Лапов достал из кармана пачку сотенных долларовых купюр, отчитал сколько-то и бросил на стол перед Юлием. Примерно так, как собаке бросают кость.
– Это тебе за понятливость. Подарок от зайчика. Но извиниться перед Сашей Пасечником тебе все равно придется. Так нужно. Я обещал.
Пересчитав деньги, их оказалось семьсот долларов, Юлий вежливо подвинул их обратно на половину Лапова.
– Бери-бери. Доля твоя. За Дрыля.
Не то чтобы Юлий хотел самому себе казаться лучше, чем он есть на самом деле. Он тоже брал. Как все. Не то чтобы часто. И не то чтобы помногу. Часто и много должность не позволяла. Но только не в этот раз.
– Когда я говорил «нет», то имел в виду, что не стану извиняться перед этим отморозком. И отмазывать его тоже не буду.

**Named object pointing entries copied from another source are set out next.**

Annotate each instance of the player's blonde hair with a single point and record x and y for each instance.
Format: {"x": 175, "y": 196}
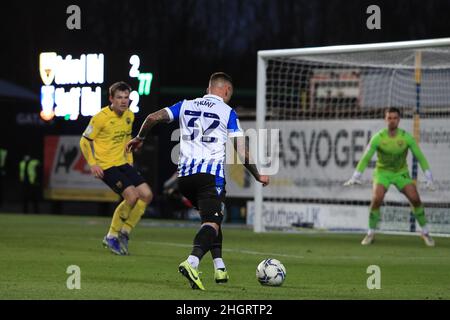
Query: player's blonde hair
{"x": 119, "y": 86}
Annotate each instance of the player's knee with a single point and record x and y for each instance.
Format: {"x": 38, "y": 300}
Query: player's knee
{"x": 131, "y": 197}
{"x": 215, "y": 225}
{"x": 416, "y": 203}
{"x": 147, "y": 197}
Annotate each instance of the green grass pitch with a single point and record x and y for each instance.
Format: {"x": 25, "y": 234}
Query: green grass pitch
{"x": 35, "y": 251}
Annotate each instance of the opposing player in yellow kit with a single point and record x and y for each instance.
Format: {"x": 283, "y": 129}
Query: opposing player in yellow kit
{"x": 392, "y": 145}
{"x": 103, "y": 145}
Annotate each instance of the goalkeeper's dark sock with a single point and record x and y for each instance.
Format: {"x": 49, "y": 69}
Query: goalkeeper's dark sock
{"x": 374, "y": 217}
{"x": 203, "y": 241}
{"x": 419, "y": 213}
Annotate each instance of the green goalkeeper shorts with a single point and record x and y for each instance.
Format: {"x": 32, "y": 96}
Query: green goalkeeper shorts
{"x": 385, "y": 178}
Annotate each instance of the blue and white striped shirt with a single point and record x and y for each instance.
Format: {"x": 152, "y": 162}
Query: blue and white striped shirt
{"x": 205, "y": 125}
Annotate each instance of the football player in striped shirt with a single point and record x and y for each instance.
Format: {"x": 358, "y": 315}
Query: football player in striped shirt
{"x": 206, "y": 123}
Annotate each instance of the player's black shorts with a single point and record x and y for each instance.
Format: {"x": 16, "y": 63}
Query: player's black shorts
{"x": 121, "y": 177}
{"x": 207, "y": 194}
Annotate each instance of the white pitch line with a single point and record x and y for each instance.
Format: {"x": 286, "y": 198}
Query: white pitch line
{"x": 259, "y": 253}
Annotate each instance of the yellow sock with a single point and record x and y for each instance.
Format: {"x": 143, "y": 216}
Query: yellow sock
{"x": 135, "y": 216}
{"x": 121, "y": 214}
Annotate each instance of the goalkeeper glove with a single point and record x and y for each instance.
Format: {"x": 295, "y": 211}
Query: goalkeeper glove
{"x": 429, "y": 181}
{"x": 355, "y": 179}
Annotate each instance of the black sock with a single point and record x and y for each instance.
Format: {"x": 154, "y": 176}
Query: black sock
{"x": 216, "y": 249}
{"x": 203, "y": 241}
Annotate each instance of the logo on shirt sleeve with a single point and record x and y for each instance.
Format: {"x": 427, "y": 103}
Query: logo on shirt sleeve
{"x": 88, "y": 130}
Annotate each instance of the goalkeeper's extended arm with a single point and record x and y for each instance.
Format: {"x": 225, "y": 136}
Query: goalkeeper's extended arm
{"x": 417, "y": 152}
{"x": 363, "y": 163}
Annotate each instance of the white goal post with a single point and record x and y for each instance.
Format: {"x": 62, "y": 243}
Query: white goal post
{"x": 327, "y": 101}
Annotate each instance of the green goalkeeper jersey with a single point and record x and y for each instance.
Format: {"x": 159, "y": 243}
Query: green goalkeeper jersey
{"x": 392, "y": 152}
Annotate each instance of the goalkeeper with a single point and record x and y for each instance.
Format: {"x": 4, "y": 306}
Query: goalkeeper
{"x": 391, "y": 145}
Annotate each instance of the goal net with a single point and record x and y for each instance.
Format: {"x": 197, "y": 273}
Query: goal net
{"x": 327, "y": 103}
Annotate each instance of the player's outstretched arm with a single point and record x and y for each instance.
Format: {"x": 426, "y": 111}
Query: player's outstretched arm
{"x": 151, "y": 120}
{"x": 355, "y": 179}
{"x": 417, "y": 152}
{"x": 243, "y": 151}
{"x": 87, "y": 149}
{"x": 364, "y": 162}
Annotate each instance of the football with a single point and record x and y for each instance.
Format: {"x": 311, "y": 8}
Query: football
{"x": 271, "y": 272}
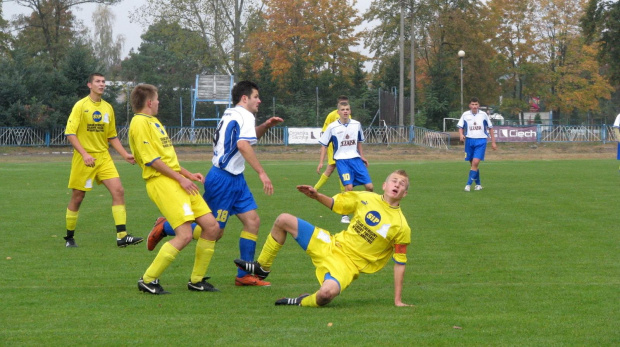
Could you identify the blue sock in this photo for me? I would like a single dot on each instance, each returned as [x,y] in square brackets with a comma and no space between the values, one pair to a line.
[247,249]
[472,175]
[170,232]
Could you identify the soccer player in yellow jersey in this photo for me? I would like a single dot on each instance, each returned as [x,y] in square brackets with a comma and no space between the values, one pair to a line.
[378,231]
[331,163]
[171,188]
[90,128]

Полковник даже закашлялся от неожиданности, лицо его в считанные секунды покрылось красно-бурыми пятнами и стало напоминать по цвету петушиный гребень.
– Вот что, умник, – зловеще захрипел он. – Либо ты делаешь все, как я говорю, либо вылетаешь со службы на хер.
Огласив вердикт, Лапов вперил взор в открытый экран ноутбука, давая понять, что посетитель ему больше не интересен, что он для него как бы умер, или даже не умер, а перестал существовать как объект бытия, дематериализовался в пространстве, испарился.
Ровно две секунды ушло на то, чтобы Юлий принял окончательное решение.
– Вылетаю на хер, – отрезал он, прежде чем повернуться и пойти к выходу.
Уже перешагивая через порог, он услышал окрик:
– Тарас!
Юлий оглянулся.
– Ты – пидорас! – смачно произнес Лапов. – Встанешь у меня на дороге – уничтожу.
Юлий закрыл за собой двери.
– Смотри, как бы самого не уничтож… – произнес он вслух, но тут же прикусил язык. Не из боязни, что секретарь передаст его слова Лапову, ему было уже все равно, а потому что считал, что пустые угрозы, а они именно такими и были ввиду того, насколько шеф УБОПа могущественнее него, без одной минуты безработного, лишний раз показывали его слабость. Человек сильный никогда не будет трубить на весь мир, что замочит своих врагов в сортире. Он просто это сделает. Молча и эффективно.
Юлий покинул приемную. Неудавшийся мажор. Неудавшийся киллер. И, по ходу, неудавшийся мент. Ему было противно. Противен Лапов с его напичканными баблом дружками, противен Пасечник, завладевший бизнесом отца, и, что еще хуже, он был противен самому себе, потому что вдруг понял, что только память и не угасшая до сих пор любовь к отцу не позволили ему уступить требованиям начальства. Окажись вместо Пасечника какой-нибудь Титькин, тоже влиятельный человек, взял бы Юлий и баксы, и Дрыля бы опознал как миленький, и перед налетчиком извинился бы. Ему хотелось пуститься во все тяжкие. То ли напиться в лоскуты, то ли ввязаться в массовую драку, не разбирая ни своих, ни чужих, крушить направо и налево носы и челюсти, пока самому хорошо не заедут.
Вечером неожиданно позвонила мать. Поинтересовалась делами сына. Юлий не знал, что и думать. Его дела – последнее, что когда-либо занимало эту женщину. Впрочем, решил Юлий, если на нее с возрастом нахлынул приступ сентиментальности, то пусть послушает. Почему бы не пригрузить старушку на полную, рассказав о грядущих переменах в своей жизни.